Après avoir lu la totalité de l'oeuvre traduite à ce jour en français de Monsieur Palahniuk, "A l'estomac" est le dernier dans lequel je me suis plongé. Et j'ai été agréablement surpris par le "format" du récit. En effet, nous avons à faire à un recueil de nouvelles au sein duquel chacune d'entre elle est "nouée" par une intrigue commune. A vrai dire (et ce n'est que mon avis), cette intrigue centrale n'est pas ce qui est le plus accrocheur.

Ce qui m'a entrainé, c'est l'envie d'en apprendre d'avantage, lors de chacune des nouvelles, sur les personnages (et il y en a beaucoup) de ce roman. Ces nouvelles sont tantôt percutantes, tantôt stressantes et/ou totalement grotesques (non péjoratif). Toujours sombres et abrasives. Ce qui est percutant, c'est l'absence quasi totale d'empathie. Les personnages sont le vecteur d'une idée, et Palahniuk les utilises comme les outils de la morale de ce roman. Et là ou on reconnait l'aisance de l'auteur pour cet art qui est l'écriture c'est dans sa facilité à passer d'un genre à l'autre. On passe d'une nouvelle "horrifique" à une nouvelle "sociale" vers une nouvelle "comique" et ainsi de suite : à chaque fois c'est dans le mille.

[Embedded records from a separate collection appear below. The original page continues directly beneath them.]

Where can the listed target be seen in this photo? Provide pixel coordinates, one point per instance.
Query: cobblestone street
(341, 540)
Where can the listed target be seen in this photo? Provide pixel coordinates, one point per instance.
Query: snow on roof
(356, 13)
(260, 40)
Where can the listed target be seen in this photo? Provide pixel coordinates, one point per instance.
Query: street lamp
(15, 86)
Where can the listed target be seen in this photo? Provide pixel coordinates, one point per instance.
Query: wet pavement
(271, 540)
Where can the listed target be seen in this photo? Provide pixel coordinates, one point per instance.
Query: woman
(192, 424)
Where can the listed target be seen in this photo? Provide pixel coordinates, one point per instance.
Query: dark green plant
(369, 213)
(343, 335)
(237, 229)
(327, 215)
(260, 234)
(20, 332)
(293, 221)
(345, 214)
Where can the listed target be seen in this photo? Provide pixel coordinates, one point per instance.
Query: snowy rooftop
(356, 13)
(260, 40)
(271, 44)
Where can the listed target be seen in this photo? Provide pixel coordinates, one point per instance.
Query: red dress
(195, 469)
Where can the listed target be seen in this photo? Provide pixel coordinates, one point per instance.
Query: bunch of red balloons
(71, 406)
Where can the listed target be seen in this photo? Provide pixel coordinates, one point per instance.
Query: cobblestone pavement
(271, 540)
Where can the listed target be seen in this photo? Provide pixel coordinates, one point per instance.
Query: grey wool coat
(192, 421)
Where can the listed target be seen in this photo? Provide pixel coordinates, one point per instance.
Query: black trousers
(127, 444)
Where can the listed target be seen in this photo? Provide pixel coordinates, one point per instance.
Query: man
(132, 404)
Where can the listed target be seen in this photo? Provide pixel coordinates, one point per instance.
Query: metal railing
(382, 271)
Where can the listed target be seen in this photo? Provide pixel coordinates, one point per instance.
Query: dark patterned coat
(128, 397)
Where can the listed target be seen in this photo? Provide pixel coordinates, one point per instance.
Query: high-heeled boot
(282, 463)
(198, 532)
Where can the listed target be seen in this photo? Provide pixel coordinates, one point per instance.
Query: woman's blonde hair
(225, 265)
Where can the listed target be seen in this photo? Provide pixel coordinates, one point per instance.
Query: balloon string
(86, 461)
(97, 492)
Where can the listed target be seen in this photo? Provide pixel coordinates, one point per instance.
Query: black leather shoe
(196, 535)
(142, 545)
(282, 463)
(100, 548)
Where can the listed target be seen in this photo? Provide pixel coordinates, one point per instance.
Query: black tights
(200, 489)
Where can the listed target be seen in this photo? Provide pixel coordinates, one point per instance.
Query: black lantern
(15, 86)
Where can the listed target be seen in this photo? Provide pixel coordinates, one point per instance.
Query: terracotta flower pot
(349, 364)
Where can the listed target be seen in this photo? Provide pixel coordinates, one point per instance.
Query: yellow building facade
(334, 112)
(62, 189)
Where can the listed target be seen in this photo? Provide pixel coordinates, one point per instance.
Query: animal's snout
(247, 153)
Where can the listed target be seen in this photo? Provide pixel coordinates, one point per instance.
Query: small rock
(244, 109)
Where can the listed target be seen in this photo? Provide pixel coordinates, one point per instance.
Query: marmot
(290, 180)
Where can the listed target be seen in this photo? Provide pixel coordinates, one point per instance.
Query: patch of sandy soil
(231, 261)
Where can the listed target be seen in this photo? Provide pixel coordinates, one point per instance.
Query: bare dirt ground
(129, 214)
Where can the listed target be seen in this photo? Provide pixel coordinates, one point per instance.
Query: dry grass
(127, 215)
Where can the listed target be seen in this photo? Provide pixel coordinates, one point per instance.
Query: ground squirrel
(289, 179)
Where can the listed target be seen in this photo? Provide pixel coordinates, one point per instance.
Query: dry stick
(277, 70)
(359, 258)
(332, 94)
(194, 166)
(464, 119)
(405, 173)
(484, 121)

Il y a eu beaucoup de "buzz" concernant une de ces nouvelles "Guts" qui est présente dans ce roman (la plus spectaculaire dirais-je) mais je peux vous assurez que toutes les nouvelles sont exceptionnelles. Les phrases sont courtes. le rythme envolé. Ca touche l'esprit, ça fait mal au corps, ça remue les tripes et, soyons clair, on en prends plein la gueule tout au long.

Palahniuk affiche clairement un style incisif, qui ne cherche pas la démonstration dans une utilisation de mots à tout va pour faire du "beau" ou de la "vrai littérature".

Si vous êtes d'accord avec l'idée d'être bousculé : Foncez.